The Man and Whales: Changing Views Through Time lecture series returns for its second season, starting on Wednesday, February 17, 2010, at 7:30 pm, with a reception at 6:30 pm in the Jacobs Family Gallery. Join us in the New Bedford Whaling Museum theater for this series that blends science and history as our speakers examine historical and current aspects of a variety of whale-related topics.
All Tied Up
In the days of Yankee whaling, staying connected to the whale you harpooned was critical if you were going to turn that animal into the products that made money for the ship owners and crew. A vital part of the capture operation was the rope that ran from harpoon to whale boat. That rope linked you to the whale, and ultimately to the success of your hunt.
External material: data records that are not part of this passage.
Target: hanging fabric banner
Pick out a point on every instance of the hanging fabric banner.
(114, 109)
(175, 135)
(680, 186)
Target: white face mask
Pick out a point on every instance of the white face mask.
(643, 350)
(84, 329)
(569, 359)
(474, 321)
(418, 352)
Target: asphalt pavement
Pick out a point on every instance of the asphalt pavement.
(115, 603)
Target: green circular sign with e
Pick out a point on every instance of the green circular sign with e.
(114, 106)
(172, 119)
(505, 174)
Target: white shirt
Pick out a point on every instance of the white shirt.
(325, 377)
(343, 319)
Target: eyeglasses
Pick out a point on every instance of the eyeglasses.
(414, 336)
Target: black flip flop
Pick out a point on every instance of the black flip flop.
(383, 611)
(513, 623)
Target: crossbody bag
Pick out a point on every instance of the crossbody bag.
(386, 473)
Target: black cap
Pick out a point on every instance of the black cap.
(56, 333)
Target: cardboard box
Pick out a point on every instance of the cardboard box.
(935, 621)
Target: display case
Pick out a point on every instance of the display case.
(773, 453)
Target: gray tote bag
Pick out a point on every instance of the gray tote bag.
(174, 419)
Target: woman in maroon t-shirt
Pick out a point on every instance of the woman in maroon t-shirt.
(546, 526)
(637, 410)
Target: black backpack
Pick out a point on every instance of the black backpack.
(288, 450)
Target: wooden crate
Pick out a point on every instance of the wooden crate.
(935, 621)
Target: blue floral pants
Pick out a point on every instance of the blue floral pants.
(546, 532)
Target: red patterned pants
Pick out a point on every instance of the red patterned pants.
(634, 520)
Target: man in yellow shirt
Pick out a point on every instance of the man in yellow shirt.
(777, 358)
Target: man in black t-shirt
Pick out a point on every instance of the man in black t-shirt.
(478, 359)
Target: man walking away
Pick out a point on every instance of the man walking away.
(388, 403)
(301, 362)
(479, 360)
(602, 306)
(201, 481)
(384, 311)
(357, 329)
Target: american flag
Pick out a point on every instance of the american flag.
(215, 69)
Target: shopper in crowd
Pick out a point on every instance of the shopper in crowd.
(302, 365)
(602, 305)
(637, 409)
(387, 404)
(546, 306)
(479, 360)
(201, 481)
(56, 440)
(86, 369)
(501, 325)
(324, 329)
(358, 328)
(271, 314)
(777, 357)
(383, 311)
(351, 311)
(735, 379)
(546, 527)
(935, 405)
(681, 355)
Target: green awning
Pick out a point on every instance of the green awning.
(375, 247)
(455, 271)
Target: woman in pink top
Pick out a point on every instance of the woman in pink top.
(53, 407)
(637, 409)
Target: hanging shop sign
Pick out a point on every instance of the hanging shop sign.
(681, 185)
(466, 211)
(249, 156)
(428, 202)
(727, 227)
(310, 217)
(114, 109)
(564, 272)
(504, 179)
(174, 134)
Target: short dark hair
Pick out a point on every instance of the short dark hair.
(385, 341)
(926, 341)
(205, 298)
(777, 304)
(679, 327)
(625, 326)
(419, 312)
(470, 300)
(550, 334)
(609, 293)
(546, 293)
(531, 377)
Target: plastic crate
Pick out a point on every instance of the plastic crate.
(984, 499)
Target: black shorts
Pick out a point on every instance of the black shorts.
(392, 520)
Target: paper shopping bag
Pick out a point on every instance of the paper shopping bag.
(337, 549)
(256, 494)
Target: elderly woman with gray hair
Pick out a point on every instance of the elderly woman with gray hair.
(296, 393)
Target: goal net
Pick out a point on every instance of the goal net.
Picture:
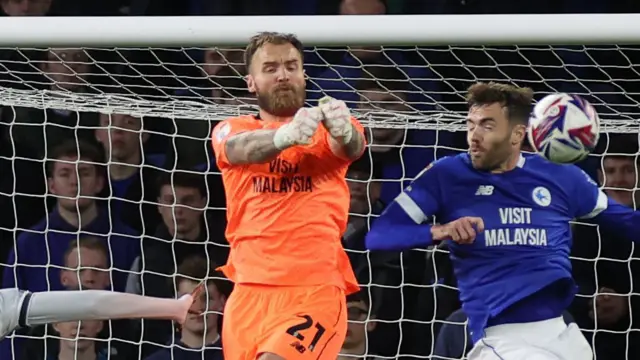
(149, 111)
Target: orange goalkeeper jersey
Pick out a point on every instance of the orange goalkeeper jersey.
(286, 217)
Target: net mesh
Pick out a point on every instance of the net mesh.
(411, 99)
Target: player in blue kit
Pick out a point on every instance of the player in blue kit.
(505, 216)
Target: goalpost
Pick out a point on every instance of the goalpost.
(185, 73)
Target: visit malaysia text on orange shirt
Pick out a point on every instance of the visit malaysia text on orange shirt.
(285, 218)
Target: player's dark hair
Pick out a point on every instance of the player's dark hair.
(182, 179)
(83, 150)
(367, 166)
(258, 41)
(87, 242)
(197, 268)
(518, 101)
(383, 77)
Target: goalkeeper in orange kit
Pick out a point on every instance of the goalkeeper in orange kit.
(20, 309)
(287, 207)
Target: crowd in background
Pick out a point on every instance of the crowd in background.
(151, 203)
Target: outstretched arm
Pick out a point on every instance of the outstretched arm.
(400, 227)
(350, 147)
(58, 306)
(257, 146)
(402, 224)
(252, 147)
(346, 137)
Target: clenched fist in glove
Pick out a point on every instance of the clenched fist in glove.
(337, 119)
(300, 130)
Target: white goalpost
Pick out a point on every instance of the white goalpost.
(66, 76)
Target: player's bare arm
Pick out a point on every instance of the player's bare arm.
(263, 145)
(345, 139)
(252, 147)
(462, 231)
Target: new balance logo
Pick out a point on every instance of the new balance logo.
(485, 190)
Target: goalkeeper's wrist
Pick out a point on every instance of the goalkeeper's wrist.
(346, 134)
(282, 138)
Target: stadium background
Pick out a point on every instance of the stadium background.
(135, 239)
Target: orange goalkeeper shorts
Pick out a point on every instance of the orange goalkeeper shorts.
(302, 322)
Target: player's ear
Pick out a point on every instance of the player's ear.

In recent decades, the opposite is true. Maximum effort is made to disconnect any lines that are found attached to whales. Disentanglement teams, sinking ropes, cooperation among a variety of resource users and new legislation comprise the current, ongoing efforts to keep the ropes away from the whales.
Michael Dyer, Maritime Curator, New Bedford Whaling Museum has devoted a great deal of his research efforts to thoroughly understanding the process of the boat-based whale hunt. Mike’s presentation will guide you through the process of getting fast to, staying with, and bringing to ship’s starboard staging, the whales targeted by our ships.
Charles ‘Stormy’ Mayo, Senior Scientist, Director of the Right Whale Habitat Studies program at Provincetown Center for Coastal Studies has over two decades of experience in the risky but often rewarding field of whale disentanglement. He will share several experiences of the vital work that he and the staff at PCCS, in conjunction with a variety of federal and state agencies and university programs, lead along the East Coast to free whales from the lines that restrict movement and endanger survival.
Man and Whales will continue on March 31, April 14 and May 19, each night at 7:30 pm in the New Bedford Whaling Museum theater. Admission is free for all presentations. Man and Whales: Changing Views Through Time is sponsored through ECHO (Education through Cultural and Historical Organizations) a program administered by the U.S. Department of Education, Office of Innovation and Improvement.